Village of Thiensville v. Conor B. Fisk, 2015AP576-FT, District 2, 8/26/15 (one-judge decision; ineligible for publication); case activity (including briefs)
Sending the opposing party with a copy of a notice of appeal by email attachment satisfied § 800.14(1)‘s requirement that the appellant “giv[e] the municipal judge and other party written notice of appeal within 20 days of the judgment or decision.”

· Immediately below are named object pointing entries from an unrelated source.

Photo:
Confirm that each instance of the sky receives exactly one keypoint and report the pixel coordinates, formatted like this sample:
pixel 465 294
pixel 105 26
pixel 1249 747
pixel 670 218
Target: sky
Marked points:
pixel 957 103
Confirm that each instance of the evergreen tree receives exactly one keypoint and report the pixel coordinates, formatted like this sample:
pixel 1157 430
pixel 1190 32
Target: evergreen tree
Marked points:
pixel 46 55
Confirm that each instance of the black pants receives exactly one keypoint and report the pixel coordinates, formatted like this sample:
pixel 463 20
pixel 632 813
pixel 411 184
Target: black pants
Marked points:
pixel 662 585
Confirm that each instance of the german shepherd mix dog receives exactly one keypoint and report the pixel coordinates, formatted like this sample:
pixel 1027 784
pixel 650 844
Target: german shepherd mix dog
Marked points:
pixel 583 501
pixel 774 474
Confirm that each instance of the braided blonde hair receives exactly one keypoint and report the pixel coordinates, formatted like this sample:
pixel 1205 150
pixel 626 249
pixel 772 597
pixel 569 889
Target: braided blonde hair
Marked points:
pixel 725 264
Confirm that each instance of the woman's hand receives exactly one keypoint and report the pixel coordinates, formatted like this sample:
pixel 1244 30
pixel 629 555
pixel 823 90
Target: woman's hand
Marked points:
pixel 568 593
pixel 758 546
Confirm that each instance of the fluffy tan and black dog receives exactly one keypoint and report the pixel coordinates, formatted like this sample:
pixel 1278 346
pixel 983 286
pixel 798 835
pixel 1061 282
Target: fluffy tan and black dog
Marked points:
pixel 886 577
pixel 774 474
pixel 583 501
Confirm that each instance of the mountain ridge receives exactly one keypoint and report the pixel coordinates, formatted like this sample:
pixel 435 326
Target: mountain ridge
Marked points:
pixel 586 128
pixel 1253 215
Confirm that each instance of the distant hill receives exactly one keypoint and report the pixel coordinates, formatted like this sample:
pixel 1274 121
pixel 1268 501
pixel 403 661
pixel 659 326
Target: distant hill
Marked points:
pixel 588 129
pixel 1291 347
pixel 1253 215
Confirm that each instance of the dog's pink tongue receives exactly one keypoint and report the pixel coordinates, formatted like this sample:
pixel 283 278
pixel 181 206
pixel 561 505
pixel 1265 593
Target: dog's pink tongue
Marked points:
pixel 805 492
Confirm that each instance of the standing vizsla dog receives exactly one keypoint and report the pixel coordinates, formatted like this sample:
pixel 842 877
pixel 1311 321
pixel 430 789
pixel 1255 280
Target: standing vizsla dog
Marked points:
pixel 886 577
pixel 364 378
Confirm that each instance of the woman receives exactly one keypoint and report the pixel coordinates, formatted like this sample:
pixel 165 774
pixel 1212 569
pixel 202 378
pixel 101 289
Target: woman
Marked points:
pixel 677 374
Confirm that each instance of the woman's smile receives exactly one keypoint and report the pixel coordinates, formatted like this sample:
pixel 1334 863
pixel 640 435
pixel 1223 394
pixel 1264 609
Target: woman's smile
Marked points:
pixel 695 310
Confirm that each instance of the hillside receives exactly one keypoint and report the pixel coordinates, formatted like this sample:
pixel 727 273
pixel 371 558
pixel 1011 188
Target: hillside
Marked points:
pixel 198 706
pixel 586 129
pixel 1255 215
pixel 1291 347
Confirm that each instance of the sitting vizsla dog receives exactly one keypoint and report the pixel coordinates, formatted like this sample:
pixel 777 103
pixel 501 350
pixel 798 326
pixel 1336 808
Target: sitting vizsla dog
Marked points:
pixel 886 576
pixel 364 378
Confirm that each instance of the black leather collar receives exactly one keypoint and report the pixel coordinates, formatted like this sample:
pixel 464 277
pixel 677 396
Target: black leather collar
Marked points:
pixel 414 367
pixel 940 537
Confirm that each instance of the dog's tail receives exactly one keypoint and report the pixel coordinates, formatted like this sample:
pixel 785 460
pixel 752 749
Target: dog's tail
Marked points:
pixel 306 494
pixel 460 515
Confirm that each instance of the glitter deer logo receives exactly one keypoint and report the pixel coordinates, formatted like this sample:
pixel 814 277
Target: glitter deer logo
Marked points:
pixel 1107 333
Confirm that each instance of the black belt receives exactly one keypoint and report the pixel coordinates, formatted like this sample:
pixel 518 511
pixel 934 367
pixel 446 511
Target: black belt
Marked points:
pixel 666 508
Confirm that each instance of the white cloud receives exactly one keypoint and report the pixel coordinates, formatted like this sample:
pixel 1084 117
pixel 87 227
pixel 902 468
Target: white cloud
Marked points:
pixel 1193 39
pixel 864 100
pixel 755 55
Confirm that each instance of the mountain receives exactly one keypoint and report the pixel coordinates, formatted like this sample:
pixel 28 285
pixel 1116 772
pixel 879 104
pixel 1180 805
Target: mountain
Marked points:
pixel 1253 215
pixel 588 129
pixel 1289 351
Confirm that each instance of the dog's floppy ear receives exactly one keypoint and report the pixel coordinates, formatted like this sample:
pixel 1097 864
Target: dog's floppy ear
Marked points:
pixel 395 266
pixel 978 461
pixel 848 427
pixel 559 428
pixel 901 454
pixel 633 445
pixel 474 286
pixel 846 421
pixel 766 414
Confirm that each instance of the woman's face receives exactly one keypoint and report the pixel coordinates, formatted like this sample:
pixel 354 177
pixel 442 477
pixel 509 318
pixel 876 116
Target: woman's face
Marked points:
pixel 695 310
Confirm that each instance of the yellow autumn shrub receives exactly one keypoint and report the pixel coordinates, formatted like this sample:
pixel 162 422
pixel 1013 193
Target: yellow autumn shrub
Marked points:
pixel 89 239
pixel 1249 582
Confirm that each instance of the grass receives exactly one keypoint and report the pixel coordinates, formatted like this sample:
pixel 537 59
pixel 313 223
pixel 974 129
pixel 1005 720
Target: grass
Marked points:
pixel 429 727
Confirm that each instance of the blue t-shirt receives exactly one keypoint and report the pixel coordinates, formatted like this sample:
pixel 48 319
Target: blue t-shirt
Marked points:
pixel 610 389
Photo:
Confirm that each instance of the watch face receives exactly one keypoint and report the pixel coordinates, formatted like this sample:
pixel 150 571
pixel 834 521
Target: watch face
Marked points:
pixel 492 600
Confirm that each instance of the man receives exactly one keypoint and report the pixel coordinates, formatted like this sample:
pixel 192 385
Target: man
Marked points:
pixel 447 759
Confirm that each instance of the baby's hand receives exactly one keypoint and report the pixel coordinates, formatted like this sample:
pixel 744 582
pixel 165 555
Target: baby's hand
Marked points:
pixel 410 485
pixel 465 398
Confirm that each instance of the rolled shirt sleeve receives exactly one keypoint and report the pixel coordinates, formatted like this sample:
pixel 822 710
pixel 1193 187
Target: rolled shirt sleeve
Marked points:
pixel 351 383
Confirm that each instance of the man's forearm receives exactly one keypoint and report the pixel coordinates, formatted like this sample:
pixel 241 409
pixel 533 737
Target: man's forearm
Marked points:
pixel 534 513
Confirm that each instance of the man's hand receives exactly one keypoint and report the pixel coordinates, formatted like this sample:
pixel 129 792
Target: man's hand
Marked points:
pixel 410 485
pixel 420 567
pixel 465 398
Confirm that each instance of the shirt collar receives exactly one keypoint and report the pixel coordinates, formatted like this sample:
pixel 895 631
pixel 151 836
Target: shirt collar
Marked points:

After being convicted of an offense in municipal court Fisk filed a notice of appeal with the municipal court and, on the same day, attached a copy of the notice to an email he sent to the municipal prosecutor. The prosecutor convinced the circuit court that Fisk was required to use a method of delivery prescribed by § 801.14(2) and (4)—namely, hand-delivery, fax, or mail—prior to filing that notice with the court, and that the invalid service deprived the circuit court of jurisdiction. Not so, says the court of appeals:
¶3 Wisconsin Stat. § 800.14(1) places no requirements on the method of delivery for a written notice of appeal. That is not changed by the fact that Wis. Stat. § 801.14(2) and (4) has more specific service requirements generally applied to civil actions in circuit courts. See Wis. Stat. § 801.01(2) (Wis. Stat. chs. 801 to 847 govern procedure and practice “in circuit courts of this state in all civil actions … except where different procedure is prescribed by statute or rule”). We presume that when the legislature has excluded words from a statute, that it has excluded them for a purpose. C. Coakley Relocation Sys., Inc. v. City of Milwaukee, 2008 WI 68, ¶24 n.10, 310 Wis. 2d 456, 750 N.W.2d 900. The legislature did not prescribe in § 800.14(1) that written notice of an appeal of a municipal court judgment had to be delivered by hand, fax, or mail to the opposing party prior to being filed with the municipal court, and we will not do so here. Fisk provided written notice of his appeal to the Village pursuant to § 800.14(1) when he emailed a copy of that notice twenty days after the municipal court judgment. That is all that the law requires.